On Saturday, 2 August 2014 at 20:58:34 UTC, Foo wrote:
On Saturday, 2 August 2014 at 20:38:59 UTC, David wrote:
Hi, not too sure if there's still someone reading this post, but i do have another question. So, I heared so much good stuff about D, it's powerfull, fast the syntax is nice, but well, why is D actually not used for common games yet? (I mean I know about some smaller projects, but nothing "big")

Because D has a GC, is unstable and has many many bugs (even an ape could find some).

I am not in the game industry, but in other time-constrained industry (realtime). For me, it nails down to GC and lack of volatiles.

I tried to use it for some scripting, but finally reverted back to simple Bash and some Python.

My opinion on the matter is that, in order to succeed, D really must become a tool that could be used everywhere. The discourse that "yes, but you could do that part in C (speaking about realtime)" usually receives this kind of reply: "yes, but, then, why bother? If I have C for this part, I have Bash for the other and C# for the GUIs".

As long as it does not try to cover all the range, the differential that it offers wrt C+C#/Java+Bash/Python does not seems conclusive enough to justify the effort.

Add to this the quality of tools, which are still in their infancy (just consider dynamic libs, debug support, IDE support, static analysis tools etc.)

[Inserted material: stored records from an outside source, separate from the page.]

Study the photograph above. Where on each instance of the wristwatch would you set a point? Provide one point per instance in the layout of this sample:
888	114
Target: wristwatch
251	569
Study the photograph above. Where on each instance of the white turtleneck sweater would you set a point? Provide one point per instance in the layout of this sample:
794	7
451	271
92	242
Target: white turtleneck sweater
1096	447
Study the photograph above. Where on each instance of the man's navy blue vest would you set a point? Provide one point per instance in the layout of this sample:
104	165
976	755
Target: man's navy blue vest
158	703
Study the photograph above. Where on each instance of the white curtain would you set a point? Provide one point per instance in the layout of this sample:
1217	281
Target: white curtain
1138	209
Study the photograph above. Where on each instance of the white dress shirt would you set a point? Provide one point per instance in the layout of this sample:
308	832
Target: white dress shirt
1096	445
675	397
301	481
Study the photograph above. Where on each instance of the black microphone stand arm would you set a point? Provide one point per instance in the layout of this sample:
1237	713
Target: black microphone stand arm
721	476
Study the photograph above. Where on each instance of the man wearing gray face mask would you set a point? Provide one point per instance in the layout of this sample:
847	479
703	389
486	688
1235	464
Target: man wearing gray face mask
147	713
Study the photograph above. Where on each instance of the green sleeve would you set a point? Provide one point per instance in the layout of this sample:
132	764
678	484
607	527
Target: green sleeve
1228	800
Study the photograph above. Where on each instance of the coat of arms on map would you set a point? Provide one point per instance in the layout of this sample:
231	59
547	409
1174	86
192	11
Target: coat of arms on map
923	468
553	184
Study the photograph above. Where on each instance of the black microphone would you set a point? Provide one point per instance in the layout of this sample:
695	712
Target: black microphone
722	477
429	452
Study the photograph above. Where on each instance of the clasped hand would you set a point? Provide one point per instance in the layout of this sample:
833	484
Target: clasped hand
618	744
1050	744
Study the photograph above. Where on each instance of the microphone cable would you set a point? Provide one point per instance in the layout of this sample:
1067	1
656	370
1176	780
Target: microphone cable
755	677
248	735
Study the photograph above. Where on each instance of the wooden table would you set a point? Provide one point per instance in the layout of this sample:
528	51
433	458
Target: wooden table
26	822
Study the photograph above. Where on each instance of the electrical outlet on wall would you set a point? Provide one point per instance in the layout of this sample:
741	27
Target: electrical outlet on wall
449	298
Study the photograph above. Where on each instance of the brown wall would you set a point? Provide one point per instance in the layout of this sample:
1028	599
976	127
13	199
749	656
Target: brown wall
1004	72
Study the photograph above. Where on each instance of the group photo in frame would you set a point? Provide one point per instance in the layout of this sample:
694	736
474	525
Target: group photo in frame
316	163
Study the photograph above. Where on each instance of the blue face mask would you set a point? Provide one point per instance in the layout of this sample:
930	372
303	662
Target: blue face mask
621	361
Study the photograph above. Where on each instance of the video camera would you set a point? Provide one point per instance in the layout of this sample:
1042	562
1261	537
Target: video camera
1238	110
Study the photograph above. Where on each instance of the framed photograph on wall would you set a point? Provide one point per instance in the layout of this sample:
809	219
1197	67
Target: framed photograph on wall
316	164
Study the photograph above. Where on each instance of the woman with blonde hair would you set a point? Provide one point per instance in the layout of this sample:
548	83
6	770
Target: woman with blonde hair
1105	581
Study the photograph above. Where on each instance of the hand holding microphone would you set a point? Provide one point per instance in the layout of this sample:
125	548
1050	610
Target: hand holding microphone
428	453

Well, feel free to destroy it. But I tried to use it at my workplace. It is a nice language, but the differential is simply not enough. The main selling point would be its potential ubiquity ("hey, boss, one language to rule them all!"), but here it fails short in systems programming, embedded realtime programming and, as far as I hear, in massive multi-threading/couroutines where Go is better. And C# has that async...

I agree it is a bit o chicken and egg problem: "we don't invest in D because is not popular/ the language is not popular because nobody invest in it". That's true, but, as I tried it, in the end the marginal gain was too small for us to continue on this road. It matters less for us to be able to use slices than it matters to have robust and time-predictable code.